夜の東京スカイツリーを灯すLED照明が2020年2月に刷新された。2020年に開催を予定していた東京五輪に合わせ、通常の「粋」「雅」「幟」の照明デザインに、躍動感が加わり、東京の新たなシンボルとして生まれ変わった。LED投光器は、パナソニック ライフソリューションズ社の製品が新規で347基も採用され、スカイツリー仕様にカスタマイズされた。普段は、滅多に人が立ち入ることが無い497メートル地点まで登り、スカイツリーのライティング増強プロジェクトの裏側を取材した。
パナソニック ライフソリューションズ社と東武タワースカイツリーは2020年6月9日、東京スカイツリーの新しいライティングに使用されているLED投光器を報道陣向けに紹介する「東京スカイツリーライティング機器セミナー及び現場見学会」を開催した。
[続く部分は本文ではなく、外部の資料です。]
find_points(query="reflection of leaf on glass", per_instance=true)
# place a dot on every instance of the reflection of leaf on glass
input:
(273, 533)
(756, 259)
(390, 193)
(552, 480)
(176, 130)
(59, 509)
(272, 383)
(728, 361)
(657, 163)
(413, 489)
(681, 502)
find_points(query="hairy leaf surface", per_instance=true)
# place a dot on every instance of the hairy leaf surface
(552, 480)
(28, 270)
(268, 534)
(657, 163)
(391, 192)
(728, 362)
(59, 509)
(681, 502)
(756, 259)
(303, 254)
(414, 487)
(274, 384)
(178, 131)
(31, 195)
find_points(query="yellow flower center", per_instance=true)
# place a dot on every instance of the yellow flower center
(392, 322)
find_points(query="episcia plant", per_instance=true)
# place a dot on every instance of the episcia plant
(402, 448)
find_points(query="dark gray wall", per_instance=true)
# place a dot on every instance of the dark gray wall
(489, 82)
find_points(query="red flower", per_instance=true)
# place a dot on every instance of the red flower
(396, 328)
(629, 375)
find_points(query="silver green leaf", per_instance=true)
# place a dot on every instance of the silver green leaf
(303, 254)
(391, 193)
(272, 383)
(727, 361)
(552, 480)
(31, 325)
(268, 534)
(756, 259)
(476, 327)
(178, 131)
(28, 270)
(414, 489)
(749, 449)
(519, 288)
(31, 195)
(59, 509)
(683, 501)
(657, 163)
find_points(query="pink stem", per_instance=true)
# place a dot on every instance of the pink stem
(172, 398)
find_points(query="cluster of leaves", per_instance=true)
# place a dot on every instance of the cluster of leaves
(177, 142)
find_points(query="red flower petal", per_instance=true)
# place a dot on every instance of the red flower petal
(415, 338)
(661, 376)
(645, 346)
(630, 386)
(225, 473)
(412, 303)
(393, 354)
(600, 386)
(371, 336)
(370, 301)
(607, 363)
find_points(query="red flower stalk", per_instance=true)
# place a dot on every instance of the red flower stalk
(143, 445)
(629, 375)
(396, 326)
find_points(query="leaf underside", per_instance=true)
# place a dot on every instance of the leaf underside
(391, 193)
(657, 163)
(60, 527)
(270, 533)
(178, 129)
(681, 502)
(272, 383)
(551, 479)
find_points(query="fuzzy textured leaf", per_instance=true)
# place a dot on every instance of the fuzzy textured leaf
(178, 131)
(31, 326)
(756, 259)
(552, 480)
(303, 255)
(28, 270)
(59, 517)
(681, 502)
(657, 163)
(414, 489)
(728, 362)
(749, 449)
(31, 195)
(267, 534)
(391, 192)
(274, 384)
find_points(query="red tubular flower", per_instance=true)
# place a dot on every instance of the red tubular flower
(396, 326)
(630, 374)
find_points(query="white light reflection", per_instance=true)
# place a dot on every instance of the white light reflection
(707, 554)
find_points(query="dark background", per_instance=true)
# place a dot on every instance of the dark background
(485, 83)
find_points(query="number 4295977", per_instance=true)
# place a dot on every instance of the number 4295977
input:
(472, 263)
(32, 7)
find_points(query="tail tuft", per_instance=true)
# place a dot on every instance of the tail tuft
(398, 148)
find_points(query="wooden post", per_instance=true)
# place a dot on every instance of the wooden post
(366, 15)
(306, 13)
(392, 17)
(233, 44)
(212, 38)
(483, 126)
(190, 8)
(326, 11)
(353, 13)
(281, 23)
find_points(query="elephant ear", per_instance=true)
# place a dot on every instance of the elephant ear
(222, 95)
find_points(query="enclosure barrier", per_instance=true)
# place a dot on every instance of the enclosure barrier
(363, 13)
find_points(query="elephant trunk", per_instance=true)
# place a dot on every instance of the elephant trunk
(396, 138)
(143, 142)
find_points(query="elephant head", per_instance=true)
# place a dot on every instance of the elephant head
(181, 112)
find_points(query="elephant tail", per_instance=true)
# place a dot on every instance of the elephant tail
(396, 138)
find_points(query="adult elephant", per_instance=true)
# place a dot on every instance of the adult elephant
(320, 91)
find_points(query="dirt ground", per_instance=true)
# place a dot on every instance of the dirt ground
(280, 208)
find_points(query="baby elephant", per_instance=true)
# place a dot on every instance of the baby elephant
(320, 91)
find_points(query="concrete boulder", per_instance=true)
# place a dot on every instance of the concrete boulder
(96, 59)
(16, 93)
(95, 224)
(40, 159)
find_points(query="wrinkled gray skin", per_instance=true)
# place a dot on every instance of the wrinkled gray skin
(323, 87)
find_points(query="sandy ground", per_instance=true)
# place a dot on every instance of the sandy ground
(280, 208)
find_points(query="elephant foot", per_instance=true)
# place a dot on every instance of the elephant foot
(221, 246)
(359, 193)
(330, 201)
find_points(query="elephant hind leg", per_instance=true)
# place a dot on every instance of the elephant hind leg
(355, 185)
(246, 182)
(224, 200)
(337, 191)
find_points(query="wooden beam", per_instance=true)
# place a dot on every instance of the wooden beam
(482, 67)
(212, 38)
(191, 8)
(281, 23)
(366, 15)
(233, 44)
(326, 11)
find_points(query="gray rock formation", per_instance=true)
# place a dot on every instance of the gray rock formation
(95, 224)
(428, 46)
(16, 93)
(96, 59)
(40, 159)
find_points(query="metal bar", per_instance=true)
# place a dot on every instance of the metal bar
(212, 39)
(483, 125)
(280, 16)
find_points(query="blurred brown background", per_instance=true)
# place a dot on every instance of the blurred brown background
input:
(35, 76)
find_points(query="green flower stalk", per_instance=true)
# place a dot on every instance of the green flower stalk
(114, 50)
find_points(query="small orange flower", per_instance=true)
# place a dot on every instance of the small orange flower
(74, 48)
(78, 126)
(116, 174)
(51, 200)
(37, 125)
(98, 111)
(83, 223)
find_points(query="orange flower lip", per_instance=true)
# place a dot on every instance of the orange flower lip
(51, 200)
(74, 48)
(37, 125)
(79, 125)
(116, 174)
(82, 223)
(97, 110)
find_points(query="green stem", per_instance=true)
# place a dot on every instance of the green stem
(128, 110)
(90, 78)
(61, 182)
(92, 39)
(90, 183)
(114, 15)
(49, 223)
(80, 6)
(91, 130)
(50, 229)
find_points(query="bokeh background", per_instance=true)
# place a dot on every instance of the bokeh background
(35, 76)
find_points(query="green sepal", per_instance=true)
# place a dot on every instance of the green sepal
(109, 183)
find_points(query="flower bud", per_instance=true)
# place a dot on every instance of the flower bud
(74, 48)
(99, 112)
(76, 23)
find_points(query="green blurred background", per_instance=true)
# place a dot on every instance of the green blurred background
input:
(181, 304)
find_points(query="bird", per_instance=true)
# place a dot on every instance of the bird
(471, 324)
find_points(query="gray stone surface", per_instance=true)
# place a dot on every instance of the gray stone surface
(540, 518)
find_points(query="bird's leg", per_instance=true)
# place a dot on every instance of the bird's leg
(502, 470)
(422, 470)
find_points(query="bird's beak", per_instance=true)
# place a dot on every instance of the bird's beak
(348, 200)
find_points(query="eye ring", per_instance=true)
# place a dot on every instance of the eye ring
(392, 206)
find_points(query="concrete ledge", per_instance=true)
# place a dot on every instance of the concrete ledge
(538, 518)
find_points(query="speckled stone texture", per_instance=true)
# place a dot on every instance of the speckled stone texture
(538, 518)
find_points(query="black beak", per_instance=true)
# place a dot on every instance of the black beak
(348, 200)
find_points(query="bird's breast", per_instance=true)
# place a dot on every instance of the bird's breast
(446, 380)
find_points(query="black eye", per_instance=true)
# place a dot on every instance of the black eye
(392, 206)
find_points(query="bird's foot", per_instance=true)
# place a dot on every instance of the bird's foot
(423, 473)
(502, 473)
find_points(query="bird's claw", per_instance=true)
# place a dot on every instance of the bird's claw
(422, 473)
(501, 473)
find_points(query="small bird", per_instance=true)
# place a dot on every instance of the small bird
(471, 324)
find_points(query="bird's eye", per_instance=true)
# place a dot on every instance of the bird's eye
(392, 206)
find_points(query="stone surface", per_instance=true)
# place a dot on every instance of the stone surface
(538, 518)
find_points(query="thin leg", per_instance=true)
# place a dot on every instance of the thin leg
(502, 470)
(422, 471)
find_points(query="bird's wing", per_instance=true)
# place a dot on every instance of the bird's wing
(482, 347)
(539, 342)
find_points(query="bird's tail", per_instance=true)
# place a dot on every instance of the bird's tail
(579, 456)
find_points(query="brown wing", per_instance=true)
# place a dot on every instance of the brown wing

当日は、東京都港区東新橋のパナソニック東京汐留ビルで、増強工事の経緯や独自技術が詰め込まれた照明器具を説明した後、東京スカイツリーの一般非公開エリアで、照明器具の見学会を行った。
セミナーではまず、東武タワースカイツリー 電波塔事業本部 課長 工藤裕之氏が、東京スカイツリーのリニューアルされた新しいライティングを解説した。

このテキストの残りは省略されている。